Sunday 5th April 2009 – 12.30 a.m.
That bruising wind, that had accompanied Jason and Gwilym to Llandovery, was now an unearthly stillness where nothing stirred. During the journey back, instead of quizzing his driver more about Heron House and its history, Jason fought sleep by staring out at the familiar landmarks and the dead badger now little more than a sorry heap. Its entrails straggled glistening into the road.
***
“I should have asked the Fuzz about Llyr
Davies,” Jason said, as Gwilym Price hauled up the handbrake outside Heron House.
“Don’t you worry, son,” said the farmer. “It’ll all come out in the wash. To me, that Sergeant seemed more clued up than Prydderch. And as for Miss Jenkins, she’s got an old head on young shoulders. She’ll be alright. And her car.”

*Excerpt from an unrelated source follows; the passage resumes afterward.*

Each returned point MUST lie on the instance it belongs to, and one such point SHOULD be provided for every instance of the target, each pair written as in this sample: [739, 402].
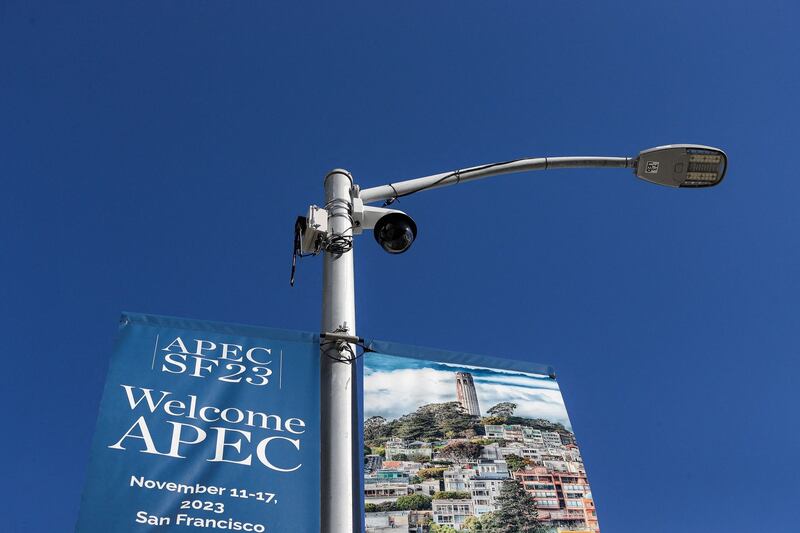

“Glad you think so. Wish I could believe it,” said Jason.
Gwilym Price then handed over a battered business card. “I’m only a stone’s throw away, remember?”
“Cheers.” And with a lungful of thick, oily diesel, Jason ran half-blind with tiredness over the gravel past the circular flower bed and its solitary rose, towards the front porch. Encouraged by a light from indoors glowing through the door’s two frosted glass panels, he rang the bell.
After five long minutes, Idris and Gwenno Davies appeared with besom and crop at the ready. She, swamped by a camel-coloured dressing gown, with hair a mess and lipstick smudged up her cheeks, looked like some red light district’s favourite granny. He, equally dishevelled, wore pyjamas that seemed to belong to another age and to someone else. Why did sex come to mind? And the gruesome thought of them at it, made Jason miss her first question.
“I said, what time of night is this?” her pink mouth jerked as she spoke. “We’ll be telling Mr Flynn when he’s back. That’s for sure.” She eyed his feet. “And the fact you’ve stolen his boots.”
“Thief,” added the gardener as if she’d suddenly empowered him. “And the sooner you go back to where you come from, the better.”
“Hounslow,” she spat out the word. “Coon country.”
“Excuse me,” Jason kept a lid on his anger, “I’d like to get to my room. The room I’ve paid for.”
The pyjamas stood aside to let him pass. “You’re not welcome here. Nor that slapper either.”
“You’ve already made that quite clear,” Jason crossed the gloomy reception hall, full of strange, penumbral shadows, cobwebs and dust strands hanging low enough to brush his forehead. “So put another record on, eh?”
“Where is the little madam?” the sister called out, looking out over his shoulder.